RFE: Object storage support
joshmoore opened this issue · 2 comments
Have you e.g. considered reading/writing from/to S3?
In the resave.py script we are working on for the challenge, options like these:
time ./resave.py \
zarr/v0.4/idr0001A/2551.zarr \
--input-bucket=idr \
--input-endpoint=https://uk1s3.embassy.ebi.ac.uk \
--input-anon \
...
prevent the need to download the data locally.
I'm currently working on using zarrs_reencode
but generating a script:
./resave.py zarr/v0.4/idr0001A/2551.zarr --output-script ...
which produces a script per Zarr array of the form:
zarrs_reencode --chunk-shape 1,1,1040,1376 --shard-shape 2,16,1040,1376 --dimension-names c,z,y,x --validate \
zarr/v0.4/idr0001A/2551.zarr/C/3/0 OUTPUT/C/3/0
but this of course won't work when the source or target are on S3.
I've added read support for HTTP stores in zarrs_tools
version 0.5.5 with #11.
zarrs_reencode https://uk1s3.embassy.ebi.ac.uk/idr/zarr/v0.4/idr0001A/2551.zarr/C/3/0/0 2551.zarr/C/3/0/0
Writing to remote stores is not supported, and I am not sure it is worth adding support given the complexity of supporting many different services + auth. Eventually zarrs
itself will have a Python wrapper for more flexible usage.

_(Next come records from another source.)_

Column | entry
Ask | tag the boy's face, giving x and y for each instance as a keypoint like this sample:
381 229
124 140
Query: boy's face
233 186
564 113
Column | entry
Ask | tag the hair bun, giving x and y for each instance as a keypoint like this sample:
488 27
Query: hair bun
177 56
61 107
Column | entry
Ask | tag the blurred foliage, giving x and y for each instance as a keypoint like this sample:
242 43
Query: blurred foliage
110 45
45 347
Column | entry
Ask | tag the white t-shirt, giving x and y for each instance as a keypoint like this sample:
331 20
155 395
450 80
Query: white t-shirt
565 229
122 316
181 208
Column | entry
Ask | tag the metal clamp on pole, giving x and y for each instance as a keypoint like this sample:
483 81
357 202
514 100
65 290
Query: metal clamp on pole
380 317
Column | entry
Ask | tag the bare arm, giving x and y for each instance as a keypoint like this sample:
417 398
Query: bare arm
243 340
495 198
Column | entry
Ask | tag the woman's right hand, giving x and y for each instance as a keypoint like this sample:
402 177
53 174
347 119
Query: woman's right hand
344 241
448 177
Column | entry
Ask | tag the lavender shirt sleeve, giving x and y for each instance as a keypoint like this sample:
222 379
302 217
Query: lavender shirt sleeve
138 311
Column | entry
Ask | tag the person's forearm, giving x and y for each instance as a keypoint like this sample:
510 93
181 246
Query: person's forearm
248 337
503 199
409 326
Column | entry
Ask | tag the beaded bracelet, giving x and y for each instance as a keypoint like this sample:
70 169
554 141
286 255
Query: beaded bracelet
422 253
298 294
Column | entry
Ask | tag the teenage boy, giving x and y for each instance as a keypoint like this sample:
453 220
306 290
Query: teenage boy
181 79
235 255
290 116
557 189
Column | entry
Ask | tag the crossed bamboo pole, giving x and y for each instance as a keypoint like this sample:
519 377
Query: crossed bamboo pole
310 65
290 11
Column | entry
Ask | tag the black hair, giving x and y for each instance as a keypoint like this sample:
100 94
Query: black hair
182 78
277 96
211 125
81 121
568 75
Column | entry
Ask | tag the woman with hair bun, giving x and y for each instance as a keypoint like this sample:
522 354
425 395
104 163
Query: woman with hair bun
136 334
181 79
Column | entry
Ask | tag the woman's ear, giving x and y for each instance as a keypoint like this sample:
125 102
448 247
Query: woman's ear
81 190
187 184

P.S. That location reports missing chunks as permission denied when interpreted as an S3 endpoint. I'm not sure if that is standard. HTTP is fine.
I've added read support for HTTP stores in zarrs_tools version 0.5.5 with #11.
🤯 Amazing. I'll give it a try ASAP.
Writing to remote stores is not supported, and I am not sure it is worth adding support given the complexity of supporting many different services + auth.
Understood. Certainly one tricky aspect of all of this.
That location reports missing chunks as permission denied when interpreted as an S3 endpoint. I'm not sure if that is standard.
Heh. Since there's not really a standard, I agree. :) It's definitely my experience that each provider of "S3" has a slightly different take.
HTTP is fine.
👍